La situación legal, operativa y financiera de la Universidad Particular de Chiclayo – UDCH, se encuentra en un momento de definición histórica. Tras el cese de sus actividades académicas regulares, la institución ha tenido que reconfigurar por completo su estructura interna para responder a millonarias deudas acumuladas, demandas laborales y, de manera simultánea, articular una estrategia técnica que le permita volver a tocar las puertas de la Superintendencia Nacional de Educación Superior Universitaria - Sunedu. En medio de este escenario de alta tensión, el activo más valioso de la casa de estudios, su ciudad universitaria, se encuentra en el centro de un complejo litigio judicial que mantiene en vilo a toda la comunidad educativa lambayecana.
Para esclarecer el panorama real de la institución, Danilo Escobar Gutiérrez, rector de la Universidad de Chiclayo, detalla para Expresión las acciones legales interpuestas ante la Corte Superior de Justicia de Lambayeque, el estado de las planillas, el financiamiento actual de sus oficinas de soporte y las negociaciones en reserva con inversores privados para salvaguardar el patrimonio institucional e ingresar un nuevo expediente de licenciamiento antes de que concluya el presente año.
El fantasma del remate
El aspecto más crítico que ensombrece el futuro de la institución está directamente relacionado con el terreno de su ciudad universitaria. El asesor legal externo, Roque Calonge, advirtió previamente que estos terrenos se encontraban afectados por un proceso de ejecución de garantías a favor de un tercero, una situación que el rector Escobar Gutiérrez confirma y detalla a través de precisiones técnico-legales.

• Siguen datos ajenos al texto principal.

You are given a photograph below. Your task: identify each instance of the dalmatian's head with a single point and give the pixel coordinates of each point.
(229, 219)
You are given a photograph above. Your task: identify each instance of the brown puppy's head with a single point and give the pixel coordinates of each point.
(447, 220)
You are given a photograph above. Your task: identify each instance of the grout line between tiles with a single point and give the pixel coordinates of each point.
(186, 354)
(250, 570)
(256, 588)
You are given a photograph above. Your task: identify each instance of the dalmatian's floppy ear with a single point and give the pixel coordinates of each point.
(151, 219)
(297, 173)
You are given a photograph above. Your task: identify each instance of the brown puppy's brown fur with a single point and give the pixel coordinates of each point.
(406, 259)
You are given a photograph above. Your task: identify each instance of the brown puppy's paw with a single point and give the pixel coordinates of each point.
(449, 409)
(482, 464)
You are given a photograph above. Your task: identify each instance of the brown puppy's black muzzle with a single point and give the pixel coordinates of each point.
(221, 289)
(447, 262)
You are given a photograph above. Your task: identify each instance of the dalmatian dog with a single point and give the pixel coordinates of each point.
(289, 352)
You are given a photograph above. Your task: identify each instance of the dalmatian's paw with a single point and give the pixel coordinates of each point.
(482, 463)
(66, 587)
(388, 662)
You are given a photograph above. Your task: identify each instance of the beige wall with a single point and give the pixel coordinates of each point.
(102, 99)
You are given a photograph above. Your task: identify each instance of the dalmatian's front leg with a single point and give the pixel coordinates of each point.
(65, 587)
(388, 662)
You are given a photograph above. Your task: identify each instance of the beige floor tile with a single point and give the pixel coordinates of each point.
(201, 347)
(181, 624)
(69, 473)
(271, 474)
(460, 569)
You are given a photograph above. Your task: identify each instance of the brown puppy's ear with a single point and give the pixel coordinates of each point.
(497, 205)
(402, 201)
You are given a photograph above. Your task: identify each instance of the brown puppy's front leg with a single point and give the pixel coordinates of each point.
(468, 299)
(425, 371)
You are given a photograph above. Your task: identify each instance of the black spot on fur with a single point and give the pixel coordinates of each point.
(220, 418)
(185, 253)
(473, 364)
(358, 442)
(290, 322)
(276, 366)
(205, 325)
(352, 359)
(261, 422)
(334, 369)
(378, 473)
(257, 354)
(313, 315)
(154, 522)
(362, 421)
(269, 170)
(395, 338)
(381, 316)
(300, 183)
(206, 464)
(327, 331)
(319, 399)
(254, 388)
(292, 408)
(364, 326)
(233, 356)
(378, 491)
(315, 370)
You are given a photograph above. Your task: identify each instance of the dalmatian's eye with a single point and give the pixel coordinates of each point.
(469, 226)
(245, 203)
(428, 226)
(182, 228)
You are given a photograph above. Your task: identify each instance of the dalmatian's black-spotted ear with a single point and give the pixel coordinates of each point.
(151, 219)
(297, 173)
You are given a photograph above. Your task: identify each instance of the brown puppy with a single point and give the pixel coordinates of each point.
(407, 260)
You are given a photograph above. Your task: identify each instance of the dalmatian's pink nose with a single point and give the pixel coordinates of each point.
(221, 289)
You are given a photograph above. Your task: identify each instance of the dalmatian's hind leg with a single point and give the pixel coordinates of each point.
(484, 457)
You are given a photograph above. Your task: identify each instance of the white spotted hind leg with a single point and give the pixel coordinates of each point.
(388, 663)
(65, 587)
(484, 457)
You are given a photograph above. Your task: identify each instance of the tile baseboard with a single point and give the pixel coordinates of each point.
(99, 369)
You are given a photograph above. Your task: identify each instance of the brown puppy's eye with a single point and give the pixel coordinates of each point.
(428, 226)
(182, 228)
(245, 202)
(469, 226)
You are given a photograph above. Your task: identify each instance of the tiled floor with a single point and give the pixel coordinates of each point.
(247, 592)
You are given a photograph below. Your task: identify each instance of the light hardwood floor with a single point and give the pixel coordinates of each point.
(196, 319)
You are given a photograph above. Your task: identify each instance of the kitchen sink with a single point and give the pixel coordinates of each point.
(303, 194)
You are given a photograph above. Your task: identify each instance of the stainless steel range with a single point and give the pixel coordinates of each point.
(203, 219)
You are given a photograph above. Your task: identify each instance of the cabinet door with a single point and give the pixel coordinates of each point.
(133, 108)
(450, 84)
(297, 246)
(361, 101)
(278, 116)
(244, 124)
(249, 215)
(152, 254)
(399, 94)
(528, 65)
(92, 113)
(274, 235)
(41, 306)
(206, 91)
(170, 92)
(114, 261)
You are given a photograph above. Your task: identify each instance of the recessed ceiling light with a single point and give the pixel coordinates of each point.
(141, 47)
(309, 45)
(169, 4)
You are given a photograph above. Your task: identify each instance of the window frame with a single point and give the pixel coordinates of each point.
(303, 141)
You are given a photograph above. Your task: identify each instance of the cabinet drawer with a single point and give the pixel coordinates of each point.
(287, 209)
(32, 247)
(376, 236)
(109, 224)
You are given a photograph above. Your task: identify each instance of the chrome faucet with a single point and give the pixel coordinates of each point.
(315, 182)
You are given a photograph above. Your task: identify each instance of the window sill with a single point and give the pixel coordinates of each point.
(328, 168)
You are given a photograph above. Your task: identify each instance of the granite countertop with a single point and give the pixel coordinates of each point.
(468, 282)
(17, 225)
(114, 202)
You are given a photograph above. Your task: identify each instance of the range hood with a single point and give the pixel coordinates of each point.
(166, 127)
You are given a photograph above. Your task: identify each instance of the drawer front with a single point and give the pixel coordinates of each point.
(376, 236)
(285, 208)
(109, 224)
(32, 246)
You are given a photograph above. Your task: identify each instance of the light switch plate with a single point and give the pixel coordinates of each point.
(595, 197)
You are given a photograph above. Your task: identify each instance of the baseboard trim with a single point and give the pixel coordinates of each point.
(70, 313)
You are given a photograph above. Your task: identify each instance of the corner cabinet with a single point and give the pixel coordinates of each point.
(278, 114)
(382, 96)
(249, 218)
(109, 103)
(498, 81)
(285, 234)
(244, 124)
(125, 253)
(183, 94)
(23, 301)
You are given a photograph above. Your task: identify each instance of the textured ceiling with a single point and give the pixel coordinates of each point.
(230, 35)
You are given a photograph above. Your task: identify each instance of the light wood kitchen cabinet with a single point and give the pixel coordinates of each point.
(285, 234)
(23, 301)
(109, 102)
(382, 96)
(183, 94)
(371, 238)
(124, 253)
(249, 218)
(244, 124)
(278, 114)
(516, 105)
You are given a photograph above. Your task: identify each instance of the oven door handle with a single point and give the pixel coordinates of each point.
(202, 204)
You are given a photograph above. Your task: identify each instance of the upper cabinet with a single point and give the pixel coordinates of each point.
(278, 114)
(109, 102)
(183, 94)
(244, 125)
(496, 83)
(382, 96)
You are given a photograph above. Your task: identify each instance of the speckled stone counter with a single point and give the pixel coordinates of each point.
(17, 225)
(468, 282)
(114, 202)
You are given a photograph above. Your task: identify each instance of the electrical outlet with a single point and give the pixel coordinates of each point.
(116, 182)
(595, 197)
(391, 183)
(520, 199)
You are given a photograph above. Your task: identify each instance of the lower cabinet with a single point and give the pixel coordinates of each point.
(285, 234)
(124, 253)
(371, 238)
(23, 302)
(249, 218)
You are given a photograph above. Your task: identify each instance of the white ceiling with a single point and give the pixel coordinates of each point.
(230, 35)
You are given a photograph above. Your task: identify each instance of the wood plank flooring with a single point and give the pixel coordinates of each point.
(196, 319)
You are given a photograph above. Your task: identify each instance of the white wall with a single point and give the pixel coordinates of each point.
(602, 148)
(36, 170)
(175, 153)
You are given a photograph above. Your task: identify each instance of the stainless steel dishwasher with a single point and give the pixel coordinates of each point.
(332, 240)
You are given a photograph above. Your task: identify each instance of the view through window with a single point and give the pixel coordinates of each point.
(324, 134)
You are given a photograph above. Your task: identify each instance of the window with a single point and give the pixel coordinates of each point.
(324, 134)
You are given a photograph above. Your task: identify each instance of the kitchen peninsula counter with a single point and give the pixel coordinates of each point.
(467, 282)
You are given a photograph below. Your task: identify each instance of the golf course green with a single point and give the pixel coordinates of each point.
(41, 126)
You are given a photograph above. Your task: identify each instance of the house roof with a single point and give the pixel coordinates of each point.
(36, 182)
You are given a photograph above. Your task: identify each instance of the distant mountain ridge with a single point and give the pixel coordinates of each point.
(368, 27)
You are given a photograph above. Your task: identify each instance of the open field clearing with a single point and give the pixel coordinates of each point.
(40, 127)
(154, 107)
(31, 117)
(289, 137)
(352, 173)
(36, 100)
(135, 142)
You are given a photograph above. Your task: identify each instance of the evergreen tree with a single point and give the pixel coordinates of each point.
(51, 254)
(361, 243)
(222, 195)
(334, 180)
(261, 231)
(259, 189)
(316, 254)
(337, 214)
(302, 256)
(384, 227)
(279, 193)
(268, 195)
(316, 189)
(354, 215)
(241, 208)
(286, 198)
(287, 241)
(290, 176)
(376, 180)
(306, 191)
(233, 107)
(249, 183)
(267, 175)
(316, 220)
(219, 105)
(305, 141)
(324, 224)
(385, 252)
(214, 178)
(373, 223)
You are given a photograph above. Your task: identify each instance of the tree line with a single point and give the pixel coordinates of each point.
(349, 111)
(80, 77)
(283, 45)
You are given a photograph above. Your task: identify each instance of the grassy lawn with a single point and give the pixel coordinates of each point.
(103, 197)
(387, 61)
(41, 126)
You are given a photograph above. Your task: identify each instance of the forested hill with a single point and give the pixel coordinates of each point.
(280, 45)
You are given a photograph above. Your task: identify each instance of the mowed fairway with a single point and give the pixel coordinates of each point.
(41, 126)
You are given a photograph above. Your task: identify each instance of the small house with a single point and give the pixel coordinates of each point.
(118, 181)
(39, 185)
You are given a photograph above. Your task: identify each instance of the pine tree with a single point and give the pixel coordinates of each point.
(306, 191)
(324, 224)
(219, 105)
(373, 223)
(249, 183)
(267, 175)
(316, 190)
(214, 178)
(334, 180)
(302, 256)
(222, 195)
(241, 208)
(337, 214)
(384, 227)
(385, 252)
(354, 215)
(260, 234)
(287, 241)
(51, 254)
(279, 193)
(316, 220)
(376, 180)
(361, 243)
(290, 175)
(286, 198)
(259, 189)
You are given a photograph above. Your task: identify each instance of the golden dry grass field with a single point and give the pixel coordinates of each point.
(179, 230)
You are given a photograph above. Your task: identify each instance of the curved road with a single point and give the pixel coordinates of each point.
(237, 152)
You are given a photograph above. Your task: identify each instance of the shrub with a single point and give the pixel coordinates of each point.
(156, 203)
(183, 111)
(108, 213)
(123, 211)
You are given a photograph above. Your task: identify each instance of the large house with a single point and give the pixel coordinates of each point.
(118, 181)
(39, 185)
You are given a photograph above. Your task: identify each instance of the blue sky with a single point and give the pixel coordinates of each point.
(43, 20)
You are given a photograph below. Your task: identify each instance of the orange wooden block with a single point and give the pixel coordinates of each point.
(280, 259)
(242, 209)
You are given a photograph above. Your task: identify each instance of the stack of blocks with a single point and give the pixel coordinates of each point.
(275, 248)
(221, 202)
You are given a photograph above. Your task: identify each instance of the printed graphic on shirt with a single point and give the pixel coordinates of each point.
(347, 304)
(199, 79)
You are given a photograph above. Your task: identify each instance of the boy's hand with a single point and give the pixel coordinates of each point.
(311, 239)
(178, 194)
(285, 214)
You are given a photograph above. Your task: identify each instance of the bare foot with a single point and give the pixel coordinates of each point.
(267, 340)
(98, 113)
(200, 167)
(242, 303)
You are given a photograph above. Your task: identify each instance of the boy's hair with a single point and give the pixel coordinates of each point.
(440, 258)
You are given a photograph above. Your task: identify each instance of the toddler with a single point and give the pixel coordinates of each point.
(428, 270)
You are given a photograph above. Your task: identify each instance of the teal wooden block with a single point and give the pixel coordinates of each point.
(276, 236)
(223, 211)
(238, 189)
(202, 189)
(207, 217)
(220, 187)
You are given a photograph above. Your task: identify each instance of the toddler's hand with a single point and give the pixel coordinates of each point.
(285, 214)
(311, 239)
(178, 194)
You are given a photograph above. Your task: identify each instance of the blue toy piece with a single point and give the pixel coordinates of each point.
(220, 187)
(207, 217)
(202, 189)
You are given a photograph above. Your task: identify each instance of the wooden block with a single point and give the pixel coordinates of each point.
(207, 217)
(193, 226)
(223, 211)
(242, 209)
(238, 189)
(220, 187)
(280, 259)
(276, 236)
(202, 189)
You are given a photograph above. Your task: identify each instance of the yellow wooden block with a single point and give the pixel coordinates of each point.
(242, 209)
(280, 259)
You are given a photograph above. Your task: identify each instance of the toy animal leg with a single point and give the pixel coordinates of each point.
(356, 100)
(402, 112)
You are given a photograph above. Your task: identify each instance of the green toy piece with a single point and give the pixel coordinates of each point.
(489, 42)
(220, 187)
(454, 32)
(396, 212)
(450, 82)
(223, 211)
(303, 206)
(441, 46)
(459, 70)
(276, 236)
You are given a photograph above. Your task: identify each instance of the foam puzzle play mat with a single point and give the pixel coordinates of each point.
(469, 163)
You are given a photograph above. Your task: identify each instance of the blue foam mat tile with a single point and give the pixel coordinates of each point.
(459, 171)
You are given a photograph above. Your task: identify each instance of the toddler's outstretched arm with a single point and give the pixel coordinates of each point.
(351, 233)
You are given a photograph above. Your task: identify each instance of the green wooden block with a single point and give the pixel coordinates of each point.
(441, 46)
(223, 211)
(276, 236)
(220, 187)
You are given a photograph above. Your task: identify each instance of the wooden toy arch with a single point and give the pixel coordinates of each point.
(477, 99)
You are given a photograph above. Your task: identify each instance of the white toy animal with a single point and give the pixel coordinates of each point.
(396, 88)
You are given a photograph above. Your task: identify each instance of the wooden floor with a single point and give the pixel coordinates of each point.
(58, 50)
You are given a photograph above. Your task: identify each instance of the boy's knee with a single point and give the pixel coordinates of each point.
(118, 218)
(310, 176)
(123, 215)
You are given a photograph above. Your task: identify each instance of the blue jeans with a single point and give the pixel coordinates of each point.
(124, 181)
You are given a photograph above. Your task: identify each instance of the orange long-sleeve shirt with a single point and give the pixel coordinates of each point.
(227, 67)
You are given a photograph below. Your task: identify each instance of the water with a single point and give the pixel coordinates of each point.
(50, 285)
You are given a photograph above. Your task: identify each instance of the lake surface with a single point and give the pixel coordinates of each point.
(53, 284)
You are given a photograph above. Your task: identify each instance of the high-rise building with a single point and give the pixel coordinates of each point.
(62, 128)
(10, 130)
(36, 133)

El caso se encuentra signado bajo el expediente número 317-2021, tramitado ante el octavo juzgado especializado civil-comercial de Chiclayo, e iniciado originalmente por el banco BBVA contra la universidad bajo la materia de ejecución de garantías reales, lo que implica formalmente un mandato de remate del campus universitario. El proceso ha entrado en su etapa de ejecución de sentencia y ha registrado un cambio sustancial en la identidad del acreedor.
De acuerdo con la reciente resolución número 29 emitida por el citado juzgado, la judicatura resolvió integrar a la relación procesal al ciudadano Samuel Dyer Ampudia en calidad de sucesor procesal. Esta incorporación faculta a Dyer Ampudia a asumir de forma íntegra todos los derechos que le correspondían originalmente al banco BBVA como parte ejecutante del proceso. El cambio de titularidad del derecho de cobro se sustentó en la escritura pública número 1366, fechada el 27 de noviembre de 2025, mediante la cual la entidad bancaria otorgó formalmente la cesión de derechos al mencionado ciudadano.
Ante este panorama que acelera el riesgo de pérdida del inmueble, la defensa técnica de la universidad interpuso un recurso de apelación el pasado 11 de mayo de 2026 con la finalidad de que la sala civil de la Corte Superior de Lambayeque revoque o anule la resolución del juzgado comercial, un trámite cuyo tiempo estimado de resolución por parte de los magistrados superiores se calcula en seis meses. Sin embargo, más allá de la batalla en los tribunales, la alta dirección de la universidad viene desplegando una estrategia de negociación directa que se mantenía bajo reserva.
Escobar Gutiérrez reveló que el pasado 22 de enero de 2026, las autoridades de la UDCH entablaron contacto formal con el equipo de abogados y el representante de Samuel Dyer Ampudia. El objetivo central de este acercamiento es acordar de forma alternativa el pago total de la deuda judicializada empleando otro activo inmobiliario de la institución: el denominado edificio Miraflores. Con esta dación en pago o permuta de activos, la universidad busca liberar de manera definitiva la ciudad universitaria de cualquier afectación o gravamen judicial, aunque a la fecha de esta entrevista la propuesta formal aún no ha recibido una respuesta definitiva por parte del entorno del inversionista.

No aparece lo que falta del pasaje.